Reynoldsburg is a small Midwestern town fifteen miles due east of Columbus, Ohio. If you pass through town on Hwy 40 and continue east for another three miles you will come upon an intersecting road, Graham, that runs North-South. Turn right (south) onto Graham Road go about a mile. On the left hand side of the road you will see a period wood house with red clapboard siding and white window trim. You’ve arrived at 1792 Graham Road the former home of A. S. Livingston (1821-1898) and ground zero for modern American tomatoes.
Tomatoes originated in South America where their culinary use can be traced to the 8th century. New World explorers introduced them into Europe in the 16th century but early tomato strains were principally viewed as garden curiosities. The culinary use of tomatoes by Europeans was slowed by a fear that they might be harmful coupled with their novelty as a culinary ingredient. Nonetheless tomatoes were accepted in some parts of Europe, particularly Italy and Spain, by the 1700s.
Tomato culture in the United States started in the late 1700s but as in the case of Europe their acceptance as a garden vegetable was slow. Thomas Jefferson’s garden journal noted that he grew tomatoes in 1781 but he made no mention of them as a food. The slow uptake of tomatoes as a culinary item is likely to have partial explanation in the plants themselves. Descriptions of these early American tomatoes highlight numerous differences to our modern tomatoes. Their foliage was sparse and the fruits were irregularly shaped, often hollow and tended to have a bitter taste. While not conclusive, the descriptions of tomatoes from the 1700s suggest that very little selection work had been done and that their characteristics were close to those of wild tomatoes
Alexander Livingston enters the picture in the mid-1800s. He was a seedsman in the early mold of other businessman/farmers who were inventing commercial scale seed production. Livingston’s interest in tomatoes began as a hobby. He used hybridization as a means to improve and stabilize its genetics but these early efforts failed. He next tried a simpler technique of selection. He grew out stands of tomatoes, selecting out the plants with improved production and fruit appeal. He then replanted selected seed multiple times making sub-selections each season. Within a five to ten year period his technique resulted in a stable variety with substantial improvements in production, fruit characteristics and taste. In a burst of salesman-like modesty he called his creation “Paragon.”

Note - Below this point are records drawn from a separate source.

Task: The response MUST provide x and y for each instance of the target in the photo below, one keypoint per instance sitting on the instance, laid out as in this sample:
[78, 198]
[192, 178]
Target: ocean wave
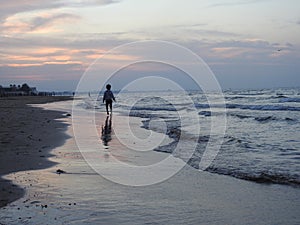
[262, 118]
[267, 177]
[205, 113]
[283, 100]
[263, 107]
[249, 107]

Paragon tomatoes were introduced into the commercial market in 1870. They were a lip-smacking hit. Livingston went on to develop over thirty tomato varieties over the next three decades, each with short catchy names. Examples include Acme, Perfection, Magnus, Beauty, Golden Queen, Honor Bright and so forth. Most of these Livingston strains are now extinct but tomato experts at the USDA have estimated that the majority of all currently grown tomatoes have origins than can be traced to the Livingston collection.
The two Livingston varieties that I have grown this year include Paragon, 1870 and Magnus, 1900. They differ in a number of respects. Paragon has “tomato leaf” foliage; medium sized oblate red fruit with good acid balance. Magnus has “potato leaf” foliage; medium sized oblate pink fruit that have a high solids content and a taste profile that Livingston’s catalog described as “equal to any.”
These tomatoes were grown organically in my garden in the Valley of the Moon.